I was pressing Mr. Thomas about his position on affirmative action -- which he adamantly opposed although (we now know) he benefited from it. Mr. Thomas maintained that once equality of opportunity on an individual basis was assured, people then had to compete on their own merit for jobs, entry into schools, and the like. Using a metaphor of Lyndon Johnson, I asked Mr. Thomas how he could expect two runners in a race to compete fairly when one wore shackles -- the shackles of centuries of discrimination?
He suggested that my question implied not equality of opportunity but rather "reparations." He seemed to believe that courts had no business of extending "reparations." In reality this is a stunted view of the law, because the civil law since time immemorial has sought to "repair" damages and injuries whenever possible -- usually through individual cases, to be sure, but often collectively through what is know as the class action lawsuit, which is anathema to conservatives like Mr. Thomas.
I did not pursue the matter, but Mr. Thomas had a point. The problem is, "reparations" carries an ugly implication of collective guilt. It is controversial to pay "reparations" even for demonstrable injustices such as taking the land of Indians or placing Japanese-Americans in concentration camps during World War II. Moreover, even if an injustice were committed, why should those who were not direct victims benefit at the expense of other those who were not direct perpetrators?

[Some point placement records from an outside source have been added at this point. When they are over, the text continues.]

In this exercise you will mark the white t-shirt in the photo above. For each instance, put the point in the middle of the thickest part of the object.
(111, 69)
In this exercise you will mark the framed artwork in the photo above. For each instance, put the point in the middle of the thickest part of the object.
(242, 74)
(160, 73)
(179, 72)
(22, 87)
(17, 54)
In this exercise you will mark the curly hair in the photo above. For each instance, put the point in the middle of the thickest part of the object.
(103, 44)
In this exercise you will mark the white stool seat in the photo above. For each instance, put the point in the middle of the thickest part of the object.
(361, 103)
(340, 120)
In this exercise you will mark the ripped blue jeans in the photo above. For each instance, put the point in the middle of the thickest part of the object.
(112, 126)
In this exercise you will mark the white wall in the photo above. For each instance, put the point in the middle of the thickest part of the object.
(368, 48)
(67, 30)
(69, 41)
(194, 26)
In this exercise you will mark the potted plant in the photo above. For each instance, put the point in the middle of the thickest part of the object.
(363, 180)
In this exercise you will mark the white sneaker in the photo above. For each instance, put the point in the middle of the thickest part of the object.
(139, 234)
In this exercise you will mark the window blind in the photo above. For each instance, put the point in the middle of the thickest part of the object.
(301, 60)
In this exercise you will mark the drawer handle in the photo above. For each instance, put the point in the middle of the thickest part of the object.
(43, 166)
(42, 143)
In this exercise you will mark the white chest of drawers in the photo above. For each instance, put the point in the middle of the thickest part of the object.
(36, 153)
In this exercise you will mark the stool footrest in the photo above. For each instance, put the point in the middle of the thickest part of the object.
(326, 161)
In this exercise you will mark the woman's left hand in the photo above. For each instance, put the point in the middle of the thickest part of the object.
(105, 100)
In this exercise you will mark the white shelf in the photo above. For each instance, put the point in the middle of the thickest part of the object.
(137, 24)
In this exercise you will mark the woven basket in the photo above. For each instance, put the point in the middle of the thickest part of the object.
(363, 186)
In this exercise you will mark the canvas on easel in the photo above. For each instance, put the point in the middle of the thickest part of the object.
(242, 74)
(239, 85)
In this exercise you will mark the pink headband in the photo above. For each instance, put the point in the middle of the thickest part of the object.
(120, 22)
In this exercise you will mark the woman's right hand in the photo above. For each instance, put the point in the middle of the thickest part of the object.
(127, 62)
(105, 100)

But regardless of his view of the role of law, Mr. Thomas is certainly right that in the end the courts lack the fiscal and political resources with which to attack the social pathologies of the pervasive poverty that is the legacy of centuries of slavery, segregation and discrimination. Only Congress can command those resources, and it can do so only if it summons the political will.
So far that will has been woefully lacking. Yes, there was the fitful effort of Lyndon Johnson's Great Society programs. But those programs have now been explicitly adjudged a failure by George Bush.
For the sake of argument, let's concede the Great Society was a failure. But the fact remains that by any measure -- by growing crime, drug-addiction and family disintegration -- the problems which President Johnson sought to address not only remain with us but in fact are worse today than ever.
For the past 10 years, the conservative policies of Ronald Reagan and George Bush have reflected not merely benign neglect but malign neglect. After all, the reasoning went, conservatives owed these people nothing; didn't they always vote for liberal Democrats in overwhelming numbers? So the conservative answer was: just isolate them in inner cities, let them stew in their own juices. If a few can escape -- like Clarence Thomas -- then it only proves our point.
The problem with that line of reasoning is simply that the pathology of poverty can no more be isolated within arbitrary political boundaries between cities and suburbs than the disease-bearing flies and rodents which feast on inner city squalor and then go to the suburbs. Does anyone seriously believe that inner-city squalor can be contained by lines drawn on maps?
It is only when the advantaged recognize that it is not merely in the interests of the disadvantaged but in the interests of everyone that we will attack these social pathologies in a meaningful way. Until then the disease will only spread.
OK, write off the Great Society as a failure. But the Republican administrations' laissez-faire policies have now had a fair trial of 10 years. It's time to paraphrase the question Ronald Reagan asked in 1980, "Are you better off than you were 10 years ago?"
Ray Jenkins is editor of the editorial pages of The Evening Sun.